Bundling is a key way for CLECs to differentiate themselves, and Geller points out that many RBOCs are moving toward CLEC-type products and packages. But, as AMS Senior Principal Marc Price notes, “The entire back office is organized in such a way that it is not set up to handle these packages.” Customers, he says, want a single invoice and a single discount applied across multiple services.

Likewise, CLECs want to offer the optimum mix of services for their bundles. They want to know which services yield what levels of profitability and which may actually be a cost to the provider. They also want to know which bundles are right for particular customers. David Meredith, director of AMS’ customer intelligence and churn practice, believes CLECs tend to be more nimble with bundles than their larger competitors. They are able to go deeper to a smaller customer to make specific offers says Price. “It’s not the one bill that makes the difference, but it’s the package that creates the stickiness.”

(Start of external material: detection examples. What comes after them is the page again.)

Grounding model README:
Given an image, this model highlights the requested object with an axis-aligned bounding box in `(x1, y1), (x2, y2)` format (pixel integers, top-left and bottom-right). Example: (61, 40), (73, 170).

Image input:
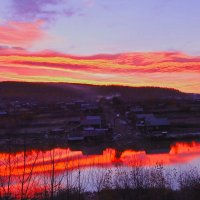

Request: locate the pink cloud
(0, 21), (46, 47)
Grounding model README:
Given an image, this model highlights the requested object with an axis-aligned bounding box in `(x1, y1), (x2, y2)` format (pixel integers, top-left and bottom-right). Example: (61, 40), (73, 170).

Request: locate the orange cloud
(0, 50), (200, 93)
(0, 21), (45, 47)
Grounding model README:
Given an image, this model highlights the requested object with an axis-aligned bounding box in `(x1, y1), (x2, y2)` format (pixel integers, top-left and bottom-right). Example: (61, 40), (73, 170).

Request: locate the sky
(0, 0), (200, 93)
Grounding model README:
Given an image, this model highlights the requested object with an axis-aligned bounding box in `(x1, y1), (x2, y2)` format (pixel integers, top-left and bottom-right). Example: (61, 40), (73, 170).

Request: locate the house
(68, 117), (81, 125)
(136, 114), (170, 133)
(81, 116), (102, 128)
(81, 103), (100, 112)
(0, 111), (8, 117)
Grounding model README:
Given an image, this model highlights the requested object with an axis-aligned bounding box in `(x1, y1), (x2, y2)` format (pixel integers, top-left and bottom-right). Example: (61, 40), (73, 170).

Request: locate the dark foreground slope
(0, 82), (188, 102)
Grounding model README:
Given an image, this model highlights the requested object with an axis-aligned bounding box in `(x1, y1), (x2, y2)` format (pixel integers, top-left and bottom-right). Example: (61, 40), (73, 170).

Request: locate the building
(136, 114), (170, 133)
(81, 116), (102, 128)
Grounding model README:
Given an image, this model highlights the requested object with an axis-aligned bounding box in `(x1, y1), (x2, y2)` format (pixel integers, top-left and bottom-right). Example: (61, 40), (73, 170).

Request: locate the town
(0, 95), (200, 150)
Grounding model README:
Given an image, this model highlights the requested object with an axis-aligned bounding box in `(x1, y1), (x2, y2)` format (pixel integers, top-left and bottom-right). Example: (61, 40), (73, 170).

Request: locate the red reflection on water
(0, 142), (200, 198)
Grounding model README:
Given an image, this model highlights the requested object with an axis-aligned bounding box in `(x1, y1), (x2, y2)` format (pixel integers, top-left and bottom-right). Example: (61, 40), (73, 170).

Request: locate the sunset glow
(0, 50), (200, 92)
(0, 0), (200, 93)
(0, 142), (200, 196)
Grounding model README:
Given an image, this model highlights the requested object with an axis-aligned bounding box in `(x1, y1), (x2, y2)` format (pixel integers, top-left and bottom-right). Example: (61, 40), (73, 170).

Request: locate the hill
(0, 82), (188, 102)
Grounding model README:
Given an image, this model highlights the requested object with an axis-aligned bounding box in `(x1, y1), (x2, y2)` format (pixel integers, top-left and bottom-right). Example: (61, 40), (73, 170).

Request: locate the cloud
(0, 20), (46, 47)
(11, 0), (78, 21)
(0, 49), (200, 93)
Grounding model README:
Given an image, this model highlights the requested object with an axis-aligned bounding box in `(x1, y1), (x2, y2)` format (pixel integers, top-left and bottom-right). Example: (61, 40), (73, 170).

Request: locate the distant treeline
(0, 82), (188, 102)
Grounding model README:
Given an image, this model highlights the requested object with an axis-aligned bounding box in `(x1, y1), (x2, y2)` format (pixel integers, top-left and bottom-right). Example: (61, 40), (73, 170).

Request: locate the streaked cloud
(0, 49), (200, 93)
(0, 20), (46, 47)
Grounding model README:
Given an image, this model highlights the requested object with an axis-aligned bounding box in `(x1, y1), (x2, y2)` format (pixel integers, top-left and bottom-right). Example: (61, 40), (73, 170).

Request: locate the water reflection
(0, 142), (200, 198)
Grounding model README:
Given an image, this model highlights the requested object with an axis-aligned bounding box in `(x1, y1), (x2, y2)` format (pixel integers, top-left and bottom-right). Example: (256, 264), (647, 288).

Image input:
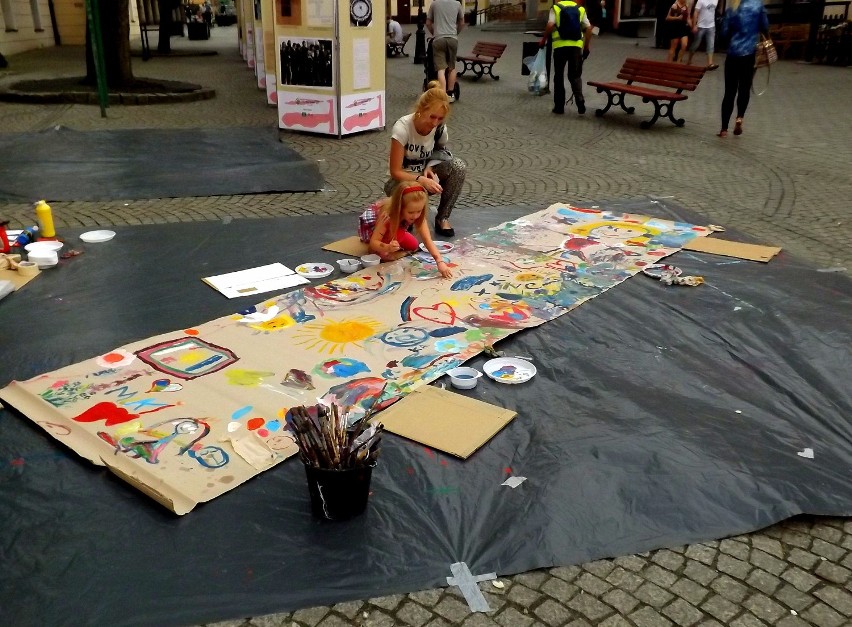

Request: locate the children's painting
(0, 204), (709, 514)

A key differentiator for CLECs is the ability to support complex account hierarchies for their business customers. Invoices must depict the various department levels within the company and must delineate geographic locations. Fitted into these departmental breakdowns need to be the discounts the customers receive for either volumes or bundles of a service. Systems at some companies cannot support such complex hierarchies and sometimes end up producing four to seven different invoices just to be able to bill for all the services

Business Intelligence/CRM

On the CRM front, XO’s marketing people are working with AMS on a customer loyalty and churn initiative. In this process, XO will provide a feed from its database to AMS’ software, which performs churn prediction. This work is done offline and is not tied to the Siebel system. In the first phase of the project, AMS will pull together statistics, generate insight and determine the profitability mix of various bundled offerings. AMS’ Strata engine will be used to perform an analysis about whether the customer is on the appropriate rate plan; yet, what the provider does with that analysis after it is performed is critical. In the initial phases of the customer loyalty initiative, XO will identify segments of customers. Meredith says the goal is to constantly drill down into smaller groupings of customers until the company can achieve an understanding down to each customer as an individual. “The goal is a segment of one,” he says.

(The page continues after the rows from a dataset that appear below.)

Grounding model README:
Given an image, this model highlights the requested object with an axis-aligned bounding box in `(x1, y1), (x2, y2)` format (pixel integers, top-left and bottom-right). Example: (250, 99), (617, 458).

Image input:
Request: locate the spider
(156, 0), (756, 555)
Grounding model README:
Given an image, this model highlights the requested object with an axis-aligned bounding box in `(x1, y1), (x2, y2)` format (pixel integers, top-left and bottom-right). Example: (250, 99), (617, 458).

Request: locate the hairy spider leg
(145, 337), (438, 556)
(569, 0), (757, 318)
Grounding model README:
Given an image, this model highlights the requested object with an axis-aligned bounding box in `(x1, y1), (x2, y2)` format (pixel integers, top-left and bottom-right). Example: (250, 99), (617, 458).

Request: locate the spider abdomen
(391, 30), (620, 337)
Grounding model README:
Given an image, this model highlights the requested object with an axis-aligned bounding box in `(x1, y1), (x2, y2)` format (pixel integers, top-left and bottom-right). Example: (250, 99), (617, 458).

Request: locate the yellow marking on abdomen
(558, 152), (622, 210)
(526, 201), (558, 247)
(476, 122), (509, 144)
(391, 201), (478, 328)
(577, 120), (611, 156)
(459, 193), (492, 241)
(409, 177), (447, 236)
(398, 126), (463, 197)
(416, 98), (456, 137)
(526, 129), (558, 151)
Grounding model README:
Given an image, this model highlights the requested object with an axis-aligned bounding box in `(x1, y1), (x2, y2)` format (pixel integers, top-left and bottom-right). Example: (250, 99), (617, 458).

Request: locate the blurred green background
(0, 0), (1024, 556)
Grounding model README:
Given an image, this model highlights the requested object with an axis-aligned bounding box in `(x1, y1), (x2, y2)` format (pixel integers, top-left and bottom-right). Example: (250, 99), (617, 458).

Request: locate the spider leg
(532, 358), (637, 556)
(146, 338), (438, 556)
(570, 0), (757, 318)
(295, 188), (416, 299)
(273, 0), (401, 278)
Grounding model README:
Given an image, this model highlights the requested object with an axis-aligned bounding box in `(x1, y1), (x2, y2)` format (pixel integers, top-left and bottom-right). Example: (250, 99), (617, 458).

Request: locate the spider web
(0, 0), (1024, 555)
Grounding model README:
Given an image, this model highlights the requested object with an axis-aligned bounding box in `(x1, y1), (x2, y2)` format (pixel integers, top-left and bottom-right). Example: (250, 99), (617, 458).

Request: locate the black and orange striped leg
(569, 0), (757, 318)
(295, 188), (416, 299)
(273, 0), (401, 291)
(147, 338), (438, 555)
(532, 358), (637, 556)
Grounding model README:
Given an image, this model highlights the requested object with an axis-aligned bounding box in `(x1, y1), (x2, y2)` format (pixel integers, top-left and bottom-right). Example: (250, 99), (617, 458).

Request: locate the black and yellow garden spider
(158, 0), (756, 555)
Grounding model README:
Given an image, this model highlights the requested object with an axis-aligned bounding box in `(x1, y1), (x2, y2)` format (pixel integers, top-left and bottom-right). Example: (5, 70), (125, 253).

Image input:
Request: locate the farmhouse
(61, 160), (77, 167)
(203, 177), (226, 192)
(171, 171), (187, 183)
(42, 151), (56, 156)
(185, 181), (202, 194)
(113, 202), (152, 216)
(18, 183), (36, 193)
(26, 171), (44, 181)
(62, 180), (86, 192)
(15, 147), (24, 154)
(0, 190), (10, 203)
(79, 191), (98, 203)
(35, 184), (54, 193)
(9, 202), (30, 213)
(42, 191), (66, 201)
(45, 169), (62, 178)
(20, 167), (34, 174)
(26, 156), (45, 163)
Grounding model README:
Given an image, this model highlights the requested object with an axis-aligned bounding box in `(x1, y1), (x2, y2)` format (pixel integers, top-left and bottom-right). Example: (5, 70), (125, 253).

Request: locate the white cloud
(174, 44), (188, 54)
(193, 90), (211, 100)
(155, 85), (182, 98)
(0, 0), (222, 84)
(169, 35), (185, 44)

Managing and Measuring Profitability

ADC has been working to support measurement of service profitability, mainly because many CFOs are taking a greater interest in this. ADC’s product supports a parallel offline rating of any transaction that occurs, including such metrics as wholesale, retail, value chain and content provider costs. The rating dynamically prices these services to understand down to the transaction level the cost and profitability of services for the provider.

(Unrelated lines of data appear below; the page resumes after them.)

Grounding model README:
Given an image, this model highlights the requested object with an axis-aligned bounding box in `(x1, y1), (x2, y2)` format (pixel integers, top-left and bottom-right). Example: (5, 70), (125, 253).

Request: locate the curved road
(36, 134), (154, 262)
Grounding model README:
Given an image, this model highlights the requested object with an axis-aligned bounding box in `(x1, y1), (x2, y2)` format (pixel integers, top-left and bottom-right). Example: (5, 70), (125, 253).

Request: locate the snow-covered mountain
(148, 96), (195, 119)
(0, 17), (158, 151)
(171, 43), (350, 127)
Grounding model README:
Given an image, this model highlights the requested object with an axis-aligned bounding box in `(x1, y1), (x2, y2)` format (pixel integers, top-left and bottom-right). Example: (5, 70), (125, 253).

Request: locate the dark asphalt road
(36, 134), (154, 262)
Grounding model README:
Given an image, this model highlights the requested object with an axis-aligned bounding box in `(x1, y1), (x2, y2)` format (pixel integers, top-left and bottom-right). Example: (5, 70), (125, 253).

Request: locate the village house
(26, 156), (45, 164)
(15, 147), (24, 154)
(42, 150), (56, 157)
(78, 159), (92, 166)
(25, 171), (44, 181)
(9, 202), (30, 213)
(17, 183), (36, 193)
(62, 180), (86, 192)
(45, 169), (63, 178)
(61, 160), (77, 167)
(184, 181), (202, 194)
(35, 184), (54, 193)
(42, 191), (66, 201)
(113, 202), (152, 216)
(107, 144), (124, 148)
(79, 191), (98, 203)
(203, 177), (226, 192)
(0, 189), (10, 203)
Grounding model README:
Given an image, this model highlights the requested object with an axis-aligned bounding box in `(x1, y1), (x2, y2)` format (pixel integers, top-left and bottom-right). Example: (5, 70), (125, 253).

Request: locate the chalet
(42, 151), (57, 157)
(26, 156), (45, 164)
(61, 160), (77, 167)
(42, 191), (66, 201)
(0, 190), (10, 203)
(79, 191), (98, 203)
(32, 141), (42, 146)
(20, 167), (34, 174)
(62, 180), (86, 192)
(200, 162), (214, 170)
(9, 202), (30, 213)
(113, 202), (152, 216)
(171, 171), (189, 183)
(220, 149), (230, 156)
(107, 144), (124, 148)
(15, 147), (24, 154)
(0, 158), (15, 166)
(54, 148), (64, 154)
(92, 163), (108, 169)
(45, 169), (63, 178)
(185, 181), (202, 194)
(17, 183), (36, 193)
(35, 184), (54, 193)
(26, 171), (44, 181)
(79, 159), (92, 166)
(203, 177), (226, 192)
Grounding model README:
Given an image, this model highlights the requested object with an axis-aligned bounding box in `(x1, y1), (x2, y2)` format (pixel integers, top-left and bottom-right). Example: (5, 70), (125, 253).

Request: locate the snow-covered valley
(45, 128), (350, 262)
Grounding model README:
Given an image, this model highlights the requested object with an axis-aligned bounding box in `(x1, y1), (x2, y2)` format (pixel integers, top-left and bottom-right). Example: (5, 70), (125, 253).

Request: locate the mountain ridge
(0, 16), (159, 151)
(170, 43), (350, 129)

In addition, XO is measuring the point at which an account becomes a loss or a write-off. Connolly says that as many providers’ accounts mature over time, people often lose revenue once the account becomes delinquent in payment. He points out that often there is leakage as companies transfer the management of these accounts to third-party collections processes. Companies also lose time and continuity and lose the valuable understanding of the history that led to the account delinquency.

Connolly says one issue many companies face regardless of size is that they are managed by their systems instead of managing the company with the systems. Many providers push out products before they are able to even price them. And, manual processes often exist where systems cannot support automation. Because a great emphasis is being placed on operational excellence to increase profit and maintain revenues, providers know well that internal efficiency can make or break the competitive advantage.